Some of the call-out tables are completely pointless, e.g. they `explain' all the possible arguments ends up reading like "switch -allow_JDBC description - allows access to JDBC". If you can add no value beyond the switch name, why waste the paper.
The security chapter says it is a perfectly secure practice to give developers read only access to production databases; statements like this should be qualified to reference the type of data that is being stored.
If the SysAdmins of Amazon followed these practices and my name, address, credit card, password etc. were available to the entire organization I would not be pleased. I am sure that is not the case with Amazon as that would be an issue for SOX as well as PCI.
I am about 2/3rds of the way through the book now, and if I had known it would be this bad I would have abandoned it earlier, I am now far enough in that I do not think it is worth starting fresh with an O'Reily book.

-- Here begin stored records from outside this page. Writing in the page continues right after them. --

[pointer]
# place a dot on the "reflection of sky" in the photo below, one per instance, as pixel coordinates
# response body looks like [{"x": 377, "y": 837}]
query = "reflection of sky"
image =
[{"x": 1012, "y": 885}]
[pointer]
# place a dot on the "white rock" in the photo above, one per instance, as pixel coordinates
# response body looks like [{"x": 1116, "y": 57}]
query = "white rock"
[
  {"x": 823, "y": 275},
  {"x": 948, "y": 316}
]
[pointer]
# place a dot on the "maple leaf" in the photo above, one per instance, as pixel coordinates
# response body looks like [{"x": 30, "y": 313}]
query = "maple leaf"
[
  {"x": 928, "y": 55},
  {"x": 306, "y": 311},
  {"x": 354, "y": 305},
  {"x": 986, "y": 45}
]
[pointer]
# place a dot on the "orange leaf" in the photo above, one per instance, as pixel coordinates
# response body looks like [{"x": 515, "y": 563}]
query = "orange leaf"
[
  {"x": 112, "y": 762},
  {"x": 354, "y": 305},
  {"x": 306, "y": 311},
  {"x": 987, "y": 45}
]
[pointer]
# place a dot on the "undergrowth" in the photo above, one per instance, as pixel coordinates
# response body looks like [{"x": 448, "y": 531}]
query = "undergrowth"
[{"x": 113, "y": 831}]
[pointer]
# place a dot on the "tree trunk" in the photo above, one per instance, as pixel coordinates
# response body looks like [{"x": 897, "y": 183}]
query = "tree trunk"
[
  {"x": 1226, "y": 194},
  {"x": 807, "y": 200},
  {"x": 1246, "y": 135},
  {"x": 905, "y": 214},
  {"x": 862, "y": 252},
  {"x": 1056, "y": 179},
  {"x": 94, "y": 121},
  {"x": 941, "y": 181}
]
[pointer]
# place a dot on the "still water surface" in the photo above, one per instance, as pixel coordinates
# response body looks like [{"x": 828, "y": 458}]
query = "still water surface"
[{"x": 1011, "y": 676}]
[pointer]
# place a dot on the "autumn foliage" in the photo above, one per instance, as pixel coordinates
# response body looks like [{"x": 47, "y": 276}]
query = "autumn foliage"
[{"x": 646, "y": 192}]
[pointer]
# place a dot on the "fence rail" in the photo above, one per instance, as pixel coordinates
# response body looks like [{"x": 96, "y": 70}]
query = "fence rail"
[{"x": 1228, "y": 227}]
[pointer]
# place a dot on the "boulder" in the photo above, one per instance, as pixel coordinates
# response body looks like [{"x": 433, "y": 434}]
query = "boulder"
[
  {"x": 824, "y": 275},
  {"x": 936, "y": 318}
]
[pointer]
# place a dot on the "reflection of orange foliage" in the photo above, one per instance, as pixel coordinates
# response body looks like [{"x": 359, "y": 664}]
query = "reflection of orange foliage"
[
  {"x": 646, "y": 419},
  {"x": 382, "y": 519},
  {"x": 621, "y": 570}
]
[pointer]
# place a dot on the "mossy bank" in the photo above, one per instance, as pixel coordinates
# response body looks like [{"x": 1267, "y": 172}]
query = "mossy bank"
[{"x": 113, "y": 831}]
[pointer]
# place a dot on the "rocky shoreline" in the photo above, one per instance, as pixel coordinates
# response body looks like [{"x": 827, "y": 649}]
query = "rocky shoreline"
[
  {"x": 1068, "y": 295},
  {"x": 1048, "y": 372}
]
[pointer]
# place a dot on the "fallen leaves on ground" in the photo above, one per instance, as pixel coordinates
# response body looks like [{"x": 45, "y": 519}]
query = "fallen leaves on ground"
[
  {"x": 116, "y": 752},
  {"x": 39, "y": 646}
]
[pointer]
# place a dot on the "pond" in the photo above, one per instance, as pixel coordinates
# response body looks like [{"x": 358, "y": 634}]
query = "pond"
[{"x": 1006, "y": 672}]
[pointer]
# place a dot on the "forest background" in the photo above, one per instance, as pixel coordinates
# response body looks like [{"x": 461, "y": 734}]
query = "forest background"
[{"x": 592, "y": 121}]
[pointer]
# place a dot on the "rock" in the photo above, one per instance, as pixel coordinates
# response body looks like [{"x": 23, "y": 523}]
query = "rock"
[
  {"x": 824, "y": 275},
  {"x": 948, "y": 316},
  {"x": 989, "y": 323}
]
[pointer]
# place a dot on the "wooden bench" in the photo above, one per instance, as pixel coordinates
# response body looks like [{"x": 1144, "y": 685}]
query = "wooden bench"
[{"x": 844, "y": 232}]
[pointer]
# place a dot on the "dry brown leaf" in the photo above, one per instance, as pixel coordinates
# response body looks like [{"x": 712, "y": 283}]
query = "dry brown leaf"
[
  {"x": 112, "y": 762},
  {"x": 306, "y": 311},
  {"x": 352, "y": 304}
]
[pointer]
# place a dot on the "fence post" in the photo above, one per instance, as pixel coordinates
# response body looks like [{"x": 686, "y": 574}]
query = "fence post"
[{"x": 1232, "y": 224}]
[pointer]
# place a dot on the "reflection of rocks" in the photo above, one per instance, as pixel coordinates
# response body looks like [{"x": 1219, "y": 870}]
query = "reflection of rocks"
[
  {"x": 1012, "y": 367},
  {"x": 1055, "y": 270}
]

This book gets two stars from me as I had some real `a-haaaa' moments reading it, my issues is many of the chapters feel like they were shoved in without proper care, and certainly without a proper independent review.
I have now descended to scrawling notes on the book at the pieces that are clearly incorrect, items that say something can be done three ways without discussing the benefits / risks of each, tables / diagrams that do not match the text used to explain them, and the grammatical errors.
I am not a nit-picking person, I am sure my review is full of grammatical, spelling issues etc., but the point of a text book is you pay close attention while trying to commit these things to your brain, and the number of errors in the last couple of chapters I have been reading are such that I can not stay focused on the material.